Vermutlich wird die Nachwelt an Max Goldt toll finden, was er nach der Tollfindäußerung des Freundes an Erklärungen für die Daseinsberechtigung hässlicher übergroßer Pfeffermühlen auffährt. Wie er aus der Absage, eine wunderbar satirische Weihnachtsgeschichte zu schreiben, eine herrlich ironische Story über Weihnachtsbräuche und die Psychologie satirischer Weihnachtsgeschichten schnitzt. Und wie es ihm immer wieder gelingt, den Finger auf all jene scheußlichen Dinge unserer Alltagswelt zu legen, an denen man in friedlichem Desinteresse und dank der guten baupolizeilichen Bestimmung in Deutschland auch einfach seitlich vorübergehen könnte.

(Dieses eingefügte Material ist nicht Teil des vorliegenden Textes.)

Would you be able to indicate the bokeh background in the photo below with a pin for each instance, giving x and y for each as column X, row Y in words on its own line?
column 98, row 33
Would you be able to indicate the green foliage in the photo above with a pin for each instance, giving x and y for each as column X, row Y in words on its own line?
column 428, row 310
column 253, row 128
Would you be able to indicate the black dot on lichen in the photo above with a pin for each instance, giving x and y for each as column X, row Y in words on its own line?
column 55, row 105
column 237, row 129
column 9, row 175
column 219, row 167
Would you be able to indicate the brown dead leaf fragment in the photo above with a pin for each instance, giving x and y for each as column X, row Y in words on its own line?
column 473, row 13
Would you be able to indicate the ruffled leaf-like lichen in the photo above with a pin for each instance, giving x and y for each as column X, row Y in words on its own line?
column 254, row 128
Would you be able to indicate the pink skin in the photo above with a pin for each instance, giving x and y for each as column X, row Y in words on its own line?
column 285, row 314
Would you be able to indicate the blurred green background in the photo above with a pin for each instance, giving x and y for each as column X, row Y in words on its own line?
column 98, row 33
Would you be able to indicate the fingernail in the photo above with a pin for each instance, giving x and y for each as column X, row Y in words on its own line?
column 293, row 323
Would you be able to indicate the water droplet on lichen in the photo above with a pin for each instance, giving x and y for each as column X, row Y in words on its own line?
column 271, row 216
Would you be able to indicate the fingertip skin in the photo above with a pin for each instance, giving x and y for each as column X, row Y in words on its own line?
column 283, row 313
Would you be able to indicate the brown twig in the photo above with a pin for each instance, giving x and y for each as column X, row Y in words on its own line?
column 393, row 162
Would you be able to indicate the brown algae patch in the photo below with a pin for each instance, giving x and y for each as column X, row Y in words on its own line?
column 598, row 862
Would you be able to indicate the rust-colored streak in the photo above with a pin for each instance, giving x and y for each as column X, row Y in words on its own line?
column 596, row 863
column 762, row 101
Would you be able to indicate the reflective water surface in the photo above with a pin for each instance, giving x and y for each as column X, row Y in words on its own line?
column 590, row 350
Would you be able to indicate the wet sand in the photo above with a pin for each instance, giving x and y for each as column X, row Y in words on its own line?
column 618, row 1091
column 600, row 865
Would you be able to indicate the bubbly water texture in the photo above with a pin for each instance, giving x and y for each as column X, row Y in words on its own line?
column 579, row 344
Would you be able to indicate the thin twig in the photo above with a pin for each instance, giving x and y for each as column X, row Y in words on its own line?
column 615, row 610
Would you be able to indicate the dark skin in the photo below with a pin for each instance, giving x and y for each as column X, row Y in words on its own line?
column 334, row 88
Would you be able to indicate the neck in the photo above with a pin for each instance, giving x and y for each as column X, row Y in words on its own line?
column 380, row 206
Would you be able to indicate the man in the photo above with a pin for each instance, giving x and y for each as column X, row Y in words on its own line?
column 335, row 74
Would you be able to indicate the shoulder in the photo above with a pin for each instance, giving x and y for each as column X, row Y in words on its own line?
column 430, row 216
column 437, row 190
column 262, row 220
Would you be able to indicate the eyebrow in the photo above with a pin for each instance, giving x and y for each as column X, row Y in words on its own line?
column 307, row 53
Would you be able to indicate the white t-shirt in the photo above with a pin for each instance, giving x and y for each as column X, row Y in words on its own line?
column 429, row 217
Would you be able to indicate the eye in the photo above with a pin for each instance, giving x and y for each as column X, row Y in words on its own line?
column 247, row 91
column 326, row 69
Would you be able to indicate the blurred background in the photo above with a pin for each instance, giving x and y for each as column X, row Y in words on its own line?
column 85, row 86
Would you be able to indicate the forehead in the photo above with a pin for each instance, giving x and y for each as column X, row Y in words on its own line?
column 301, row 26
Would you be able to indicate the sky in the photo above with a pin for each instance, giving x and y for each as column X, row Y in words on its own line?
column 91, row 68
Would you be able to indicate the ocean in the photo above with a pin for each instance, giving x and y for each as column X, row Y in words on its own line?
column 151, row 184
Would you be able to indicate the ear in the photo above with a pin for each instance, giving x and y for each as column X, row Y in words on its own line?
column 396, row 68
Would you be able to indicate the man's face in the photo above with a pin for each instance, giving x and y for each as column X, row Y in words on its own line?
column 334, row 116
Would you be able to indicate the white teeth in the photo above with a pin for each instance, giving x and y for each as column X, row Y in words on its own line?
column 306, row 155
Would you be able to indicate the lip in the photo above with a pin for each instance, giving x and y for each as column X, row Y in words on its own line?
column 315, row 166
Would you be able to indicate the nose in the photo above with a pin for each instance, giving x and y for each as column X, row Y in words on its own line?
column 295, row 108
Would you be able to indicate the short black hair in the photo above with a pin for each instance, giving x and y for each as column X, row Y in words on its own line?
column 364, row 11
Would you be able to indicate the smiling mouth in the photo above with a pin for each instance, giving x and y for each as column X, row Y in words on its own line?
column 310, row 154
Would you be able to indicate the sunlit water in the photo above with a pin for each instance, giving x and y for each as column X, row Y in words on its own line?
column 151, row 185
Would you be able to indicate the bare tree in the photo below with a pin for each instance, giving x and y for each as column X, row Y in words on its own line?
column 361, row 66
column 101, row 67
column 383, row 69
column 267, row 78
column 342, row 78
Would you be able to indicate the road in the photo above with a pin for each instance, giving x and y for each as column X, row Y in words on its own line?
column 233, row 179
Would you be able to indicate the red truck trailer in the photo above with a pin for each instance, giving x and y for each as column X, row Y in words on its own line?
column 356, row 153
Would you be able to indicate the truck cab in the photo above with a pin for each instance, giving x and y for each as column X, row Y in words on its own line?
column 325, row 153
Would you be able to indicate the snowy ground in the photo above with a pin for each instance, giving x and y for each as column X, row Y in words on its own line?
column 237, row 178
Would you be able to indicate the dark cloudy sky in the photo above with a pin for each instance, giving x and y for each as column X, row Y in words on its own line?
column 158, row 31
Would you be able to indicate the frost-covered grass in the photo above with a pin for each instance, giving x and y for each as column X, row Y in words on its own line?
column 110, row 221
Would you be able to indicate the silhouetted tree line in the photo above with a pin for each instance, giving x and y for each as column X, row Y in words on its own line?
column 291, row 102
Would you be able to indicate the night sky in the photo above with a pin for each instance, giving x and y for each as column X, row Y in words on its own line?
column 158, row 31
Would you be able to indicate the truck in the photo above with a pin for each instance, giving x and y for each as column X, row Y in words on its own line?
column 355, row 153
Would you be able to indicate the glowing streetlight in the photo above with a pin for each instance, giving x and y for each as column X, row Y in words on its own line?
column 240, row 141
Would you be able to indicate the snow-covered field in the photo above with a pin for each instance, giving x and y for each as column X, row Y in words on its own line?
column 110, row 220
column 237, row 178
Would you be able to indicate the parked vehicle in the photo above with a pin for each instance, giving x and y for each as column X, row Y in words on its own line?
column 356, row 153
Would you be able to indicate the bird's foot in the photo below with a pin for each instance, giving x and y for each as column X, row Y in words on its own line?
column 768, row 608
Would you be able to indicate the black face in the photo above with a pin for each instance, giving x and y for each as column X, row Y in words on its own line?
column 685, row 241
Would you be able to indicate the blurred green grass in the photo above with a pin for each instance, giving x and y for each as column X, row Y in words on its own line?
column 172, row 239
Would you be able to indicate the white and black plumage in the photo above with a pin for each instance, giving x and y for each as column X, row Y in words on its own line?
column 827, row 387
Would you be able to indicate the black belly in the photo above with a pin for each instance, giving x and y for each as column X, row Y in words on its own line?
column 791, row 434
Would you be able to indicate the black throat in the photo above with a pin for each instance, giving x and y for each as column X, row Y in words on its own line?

Würde der Nachwelt nach Goldts Dahinscheiden nur Vom Zauber des seitlich dran Vorübergehens überliefert werden, so stünde es der Nachwelt gut an zu behaupten, Goldt sei niemals ein begnadeter Kolumnist gewesen. Denn mit diesem Buch hat er sich endlich von diesem einengenden Attribut emanzipiert. Er sollte den Nachgeborenen als begnadeter Humorist und Wortzauberer in Erinnerung bleiben. Dass er das und nichts anderes ist, hat er mit Vom Zauber des seitlich dran Vorübergehens eindrücklich bewiesen. --Thomas Köster
-- Dieser Text bezieht sich auf eine andere Ausgabe:
Gebundene Ausgabe
.
Kurzbeschreibung
Max Goldt schreibt heute das schönste Deutsch aller jüngeren Autoren. Es liegt zwischen der Ruhe Ernst Jüngers und dem sanften Wahn Robert Walsers. Die Heiterkeit und Stille, die diese Sprache ihren Lesern schenkt, liegt nicht nur im Humor; ebenso in einem freundlichen Abstandnehmen von den Aufdringlichkeiten einer Wirklichkeit, an der man sich besser seitlich vorbeidrückt. (Gustav Seibt) Mit «jüngeren» meint Seibt vermutlich «jünger als Grass und Walser». Aber das kann man ja schlecht dazuschreiben. Allerdings, wenn ich es mir recht überlege: Man könnte es durchaus dazuschreiben. (Max Goldt)
Über den Autor
Max Goldt, geboren 1958 in Göttingen, lebt in Berlin. Zuletzt veröffentlichte er «Ein Buch namens Zimbo. Sie werden kaum ertragen, was Ihnen mitgeteilt wird» (2009) und «QQ» (2007). Goldt, der seit 1989 Kolumnen für «Titanic» schreibt, ist außerdem Musiker und verfasst Hörspiele und Comics. 1997 wurde ihm der Kasseler Literaturpreis für grotesken Humor verliehen, 2008 der Hugo-Ball-Preis und der renommierte Kleist-Preis.